This is a simple and rustic presentation of Spicy Clams with Abruzzese Sausage is full of flavor.
serves 4 as a first course
- 3 tablespoon extra virgin olive oil
- 1 large shallot, minced
- 18 clove garlic, peeled and left whole
- ½ teaspoon crushed red-pepper flakes, or to taste
- 2 cup dry white wine
- 1 (14½ oz) can crushed tomatoes with juice
- 1 eight-inch piece of abruzzese sausage, cut on the diagonal in ¼ inch thick slices
- 3 pound clams, scrubbed
- salt and pepper to taste
- ½ cup chopped italian parsley leaves
Heat the oil in a large, heavy stock pot or Dutch oven over medium heat. Add the whole garlic cloves and let them cook undisturbed for several minutes until one side begins to get quite brown. Then stir the garlic and continue cooking until browned on all sides, stirring occasionally.
Add the chopped shallots and cook until translucent, stirring occasionally. Add the red-pepper flakes and cook a moment more. Add the wine; bring the liquid to a boil.

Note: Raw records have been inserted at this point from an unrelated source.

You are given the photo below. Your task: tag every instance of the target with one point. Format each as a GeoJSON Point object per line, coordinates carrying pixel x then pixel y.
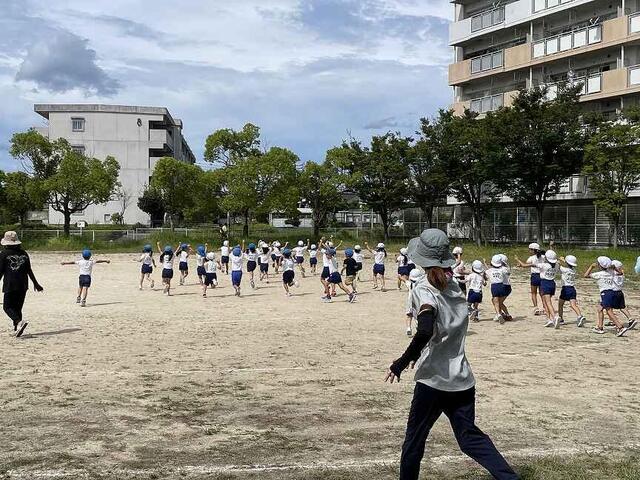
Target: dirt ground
{"type": "Point", "coordinates": [140, 385]}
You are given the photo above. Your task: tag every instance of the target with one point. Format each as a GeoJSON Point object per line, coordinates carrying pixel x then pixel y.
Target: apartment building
{"type": "Point", "coordinates": [137, 137]}
{"type": "Point", "coordinates": [501, 47]}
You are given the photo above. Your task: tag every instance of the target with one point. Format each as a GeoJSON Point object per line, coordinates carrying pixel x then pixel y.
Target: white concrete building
{"type": "Point", "coordinates": [137, 137]}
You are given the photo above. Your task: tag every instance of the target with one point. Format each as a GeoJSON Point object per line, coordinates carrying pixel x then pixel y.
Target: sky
{"type": "Point", "coordinates": [309, 73]}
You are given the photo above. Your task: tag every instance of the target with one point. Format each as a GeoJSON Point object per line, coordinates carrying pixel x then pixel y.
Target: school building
{"type": "Point", "coordinates": [137, 137]}
{"type": "Point", "coordinates": [502, 47]}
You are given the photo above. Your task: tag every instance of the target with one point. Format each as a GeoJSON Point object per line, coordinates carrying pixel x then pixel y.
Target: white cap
{"type": "Point", "coordinates": [604, 262]}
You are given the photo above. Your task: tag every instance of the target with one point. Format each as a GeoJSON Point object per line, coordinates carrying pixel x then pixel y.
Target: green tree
{"type": "Point", "coordinates": [176, 183]}
{"type": "Point", "coordinates": [429, 174]}
{"type": "Point", "coordinates": [612, 166]}
{"type": "Point", "coordinates": [544, 143]}
{"type": "Point", "coordinates": [469, 149]}
{"type": "Point", "coordinates": [226, 147]}
{"type": "Point", "coordinates": [78, 182]}
{"type": "Point", "coordinates": [379, 174]}
{"type": "Point", "coordinates": [321, 190]}
{"type": "Point", "coordinates": [19, 195]}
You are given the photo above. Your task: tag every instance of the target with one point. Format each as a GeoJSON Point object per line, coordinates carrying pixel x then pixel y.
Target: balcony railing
{"type": "Point", "coordinates": [487, 19]}
{"type": "Point", "coordinates": [488, 61]}
{"type": "Point", "coordinates": [567, 41]}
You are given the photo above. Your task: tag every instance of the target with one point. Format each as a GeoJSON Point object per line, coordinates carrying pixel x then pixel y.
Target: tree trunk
{"type": "Point", "coordinates": [540, 225]}
{"type": "Point", "coordinates": [67, 223]}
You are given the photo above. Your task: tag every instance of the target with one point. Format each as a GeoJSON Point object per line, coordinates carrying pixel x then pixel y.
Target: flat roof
{"type": "Point", "coordinates": [44, 109]}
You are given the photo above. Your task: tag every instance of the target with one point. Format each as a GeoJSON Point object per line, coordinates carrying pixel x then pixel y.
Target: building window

Add the tomatoes and sausage slices. Lower the heat and simmer the pot, stirring occasionally for 15 minutes. Season to taste with salt and pepper.
Add the clams to the pot covering it with a tight fitting lid immediately. Continue to cook the clams, shaking the pot once in a while, until the clams open, about 6–8 minutes. Remove the pot from the heat and add the parsley. Serve immediately with good crusty bread.